5. “Funny Games” (MoMA, October): The ubiquitous bane of New York filmgoing is our city’s self-aggrandizing local version of the after-film Q&A. Year after year, visiting filmmakers throw up their hands, digress, fence, walk offstage, and otherwise endure “questions” that are little more than a misguided audience member’s attempt to ascend the soapbox on behalf of his or her own brilliance. At MoMA’s inaugural “Modern Mondays” event, the director Michael Haneke and a translator addressed every silly and pretentious pseudointellectual sleeve-tug from the gathered audience with the same fatherly bemusement, patience, and pragmatism with which Mr. Haneke fielded actual questions about the director’s most disturbing film.
4. “The Great Ecstasy of t h e Woodcarver Steiner” (Film Forum, May): Werner Herzog’s 1970s made-for-German-TV short documentary opus returned to the big screen (albeit on projected video, not in its original 16 mm) for the first time in decades with all its poetry, personality, and passion intact during Film Forum’s “Herzog (Non) Fiction” program. Exquisite and essential, “Ecstasy” played like Bruce Brown’s lighthearted surf-u-mentary “Endless Summer” — remade for sociopaths.
3. “Deep End” (Anthology Film Archives, November): Here’s another masterpiece from cinema’s margins rescued from not-on-video limbo, this time through the efforts of Barry Allen and Melanie Valera at Paramount Pictures repertory division, and the single-mindedness of Anthology programmer Jed Rapfogel. By turns farcical, brooding, and beautiful, director Jerzy Skolimowski’s cult film in search of a cult finally received an entire week to darkly shine.
2. “B-Musicals” (Film Forum, April): By the midway point in Film Forum’s “B Musicals” series — Bruce Goldstein’s astounding celebration of Hollywood’s long-forgotten tradition of bottom-of-the-bill song-and-dance films — Film Forum regulars had been pummeled by catchy tunes, corny gags, outrageous un-PC plotting, and brilliantly imagined and staged low-budget razzamatazz to the point of toe-tapping, jive-talking seizure.

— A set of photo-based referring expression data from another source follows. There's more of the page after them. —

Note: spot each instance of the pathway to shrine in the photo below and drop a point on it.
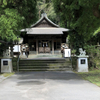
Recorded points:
(44, 85)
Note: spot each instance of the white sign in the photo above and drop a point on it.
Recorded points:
(16, 48)
(67, 52)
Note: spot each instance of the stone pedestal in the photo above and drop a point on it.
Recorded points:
(82, 63)
(6, 65)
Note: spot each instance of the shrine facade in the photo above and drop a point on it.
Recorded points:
(44, 36)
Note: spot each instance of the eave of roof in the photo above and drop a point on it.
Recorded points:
(45, 30)
(44, 16)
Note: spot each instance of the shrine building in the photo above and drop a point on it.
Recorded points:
(44, 36)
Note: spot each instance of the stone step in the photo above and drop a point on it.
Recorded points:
(44, 64)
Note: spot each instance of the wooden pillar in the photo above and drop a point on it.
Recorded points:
(52, 46)
(36, 46)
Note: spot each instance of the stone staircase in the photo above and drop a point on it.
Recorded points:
(45, 64)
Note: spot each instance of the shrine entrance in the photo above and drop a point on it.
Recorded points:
(44, 46)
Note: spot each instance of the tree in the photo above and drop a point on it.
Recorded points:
(47, 7)
(14, 15)
(82, 16)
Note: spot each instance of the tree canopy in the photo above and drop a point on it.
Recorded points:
(14, 15)
(81, 16)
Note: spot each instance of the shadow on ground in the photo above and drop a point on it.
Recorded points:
(47, 75)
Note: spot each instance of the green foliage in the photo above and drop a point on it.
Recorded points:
(15, 15)
(47, 7)
(82, 16)
(10, 24)
(94, 54)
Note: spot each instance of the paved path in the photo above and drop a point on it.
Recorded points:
(48, 86)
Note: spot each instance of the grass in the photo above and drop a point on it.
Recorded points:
(7, 74)
(93, 76)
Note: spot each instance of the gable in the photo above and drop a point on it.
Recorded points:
(44, 23)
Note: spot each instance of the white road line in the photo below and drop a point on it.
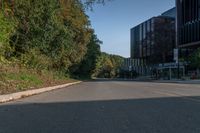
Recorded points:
(178, 95)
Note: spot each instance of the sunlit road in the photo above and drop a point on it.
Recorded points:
(107, 107)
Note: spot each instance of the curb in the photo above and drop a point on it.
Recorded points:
(19, 95)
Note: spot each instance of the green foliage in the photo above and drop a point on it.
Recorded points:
(7, 26)
(107, 66)
(53, 35)
(87, 66)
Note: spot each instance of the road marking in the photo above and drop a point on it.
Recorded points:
(178, 95)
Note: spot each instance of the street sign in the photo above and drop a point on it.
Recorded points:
(176, 55)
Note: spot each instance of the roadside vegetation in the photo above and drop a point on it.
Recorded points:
(49, 42)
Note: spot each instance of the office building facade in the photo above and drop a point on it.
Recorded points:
(143, 41)
(188, 23)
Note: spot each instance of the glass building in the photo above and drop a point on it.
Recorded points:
(188, 23)
(143, 45)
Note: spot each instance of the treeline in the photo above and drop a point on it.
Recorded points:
(53, 35)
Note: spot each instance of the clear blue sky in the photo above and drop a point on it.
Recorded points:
(113, 21)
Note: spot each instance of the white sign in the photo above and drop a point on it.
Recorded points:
(176, 55)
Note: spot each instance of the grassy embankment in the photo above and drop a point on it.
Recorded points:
(15, 78)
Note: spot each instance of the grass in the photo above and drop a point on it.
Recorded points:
(14, 78)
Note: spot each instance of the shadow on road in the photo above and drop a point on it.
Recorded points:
(161, 115)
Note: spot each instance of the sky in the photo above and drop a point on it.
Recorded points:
(112, 22)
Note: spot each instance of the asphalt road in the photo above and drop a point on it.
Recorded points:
(107, 107)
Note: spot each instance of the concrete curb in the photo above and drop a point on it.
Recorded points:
(19, 95)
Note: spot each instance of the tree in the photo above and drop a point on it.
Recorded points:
(87, 65)
(107, 66)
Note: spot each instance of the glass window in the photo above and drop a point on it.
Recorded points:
(199, 9)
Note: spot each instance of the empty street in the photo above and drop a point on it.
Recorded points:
(107, 107)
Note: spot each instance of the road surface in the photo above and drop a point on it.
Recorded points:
(107, 107)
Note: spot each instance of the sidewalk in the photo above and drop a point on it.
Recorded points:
(19, 95)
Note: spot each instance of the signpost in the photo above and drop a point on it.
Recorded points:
(176, 58)
(176, 55)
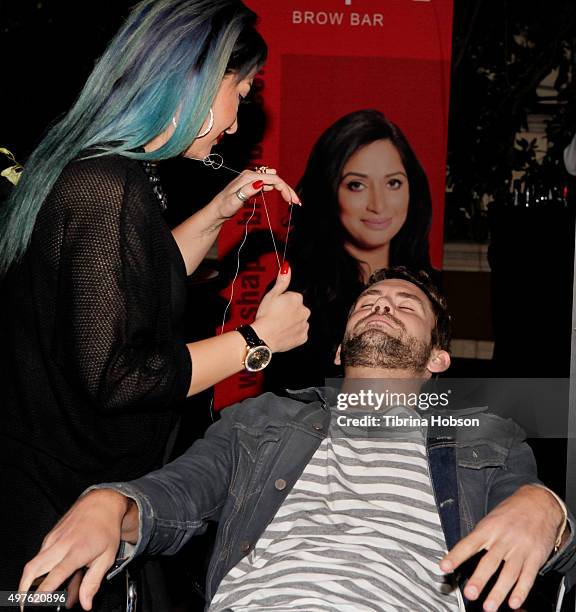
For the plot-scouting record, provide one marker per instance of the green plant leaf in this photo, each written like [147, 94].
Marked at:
[12, 173]
[8, 154]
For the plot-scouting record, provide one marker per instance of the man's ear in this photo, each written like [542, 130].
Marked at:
[439, 361]
[337, 360]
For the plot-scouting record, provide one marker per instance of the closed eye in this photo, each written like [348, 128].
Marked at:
[395, 183]
[355, 186]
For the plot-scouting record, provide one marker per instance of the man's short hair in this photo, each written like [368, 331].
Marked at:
[442, 330]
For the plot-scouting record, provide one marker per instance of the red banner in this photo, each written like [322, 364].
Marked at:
[328, 58]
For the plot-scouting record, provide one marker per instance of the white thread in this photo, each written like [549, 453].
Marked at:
[210, 125]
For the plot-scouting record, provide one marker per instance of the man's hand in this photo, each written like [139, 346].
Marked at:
[521, 532]
[88, 535]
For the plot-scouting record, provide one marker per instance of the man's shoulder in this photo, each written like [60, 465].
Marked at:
[269, 408]
[476, 424]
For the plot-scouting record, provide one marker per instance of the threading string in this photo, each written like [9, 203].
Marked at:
[237, 267]
[271, 232]
[216, 161]
[287, 232]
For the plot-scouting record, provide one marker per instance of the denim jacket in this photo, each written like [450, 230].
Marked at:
[242, 470]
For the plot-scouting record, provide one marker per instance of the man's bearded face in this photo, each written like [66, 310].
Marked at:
[374, 347]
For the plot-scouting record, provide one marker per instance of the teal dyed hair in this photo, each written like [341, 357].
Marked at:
[169, 57]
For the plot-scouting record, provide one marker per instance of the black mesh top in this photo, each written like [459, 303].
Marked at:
[92, 362]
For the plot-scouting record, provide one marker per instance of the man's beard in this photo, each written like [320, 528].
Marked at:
[375, 348]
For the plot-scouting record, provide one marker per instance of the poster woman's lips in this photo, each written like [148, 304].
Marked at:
[377, 224]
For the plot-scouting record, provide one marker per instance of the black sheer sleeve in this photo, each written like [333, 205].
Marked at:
[113, 338]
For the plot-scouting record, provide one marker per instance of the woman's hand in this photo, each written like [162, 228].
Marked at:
[88, 535]
[282, 318]
[245, 186]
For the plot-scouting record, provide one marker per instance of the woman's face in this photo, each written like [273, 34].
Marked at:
[225, 109]
[373, 196]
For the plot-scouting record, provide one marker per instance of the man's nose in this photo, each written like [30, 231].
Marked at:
[381, 305]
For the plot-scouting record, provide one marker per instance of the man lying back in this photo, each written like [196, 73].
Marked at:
[320, 510]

After a particularly bizzaro three-scoop serving of “Ladies of the Chorus,” “Moonlight in Havana,” and “Minstrel Man,” directed by poverty row masterminds Phil Karlson, Anthony Mann, and Joseph H. Lewis, respectively, a kind of nostalgic Stockholm syndrome kicked in.
1. “The Last Sunset” (BAM Cinematek, May): “This was the first psychological Western,” director Robert Aldrich’s daughter Adele confidently told host Eliot Stein during an in-person introduction to her father’s 1961 film during BAM’s “Overlooked Aldrich” retrospective. Critical consensus usually identifies Raoul Walsh’s 1947 “Pursued” with that debatable and undefinable tag, not to mention various works by Budd Boetticher, Anthony Mann, Delmer Daves, and others during the ’50s.
But once “The Last Sunset” concluded with an incest-driven gunfight that appeared to take place in a godless, Freudian Western Narnia, I was inclined to agree with Ms. Aldrich. “The Last Sunset” may not have been the first “psychological Western” nor the last, but its stylish operatic wallow in the best and worst motivations driving the heroic mind made it feel like it was both.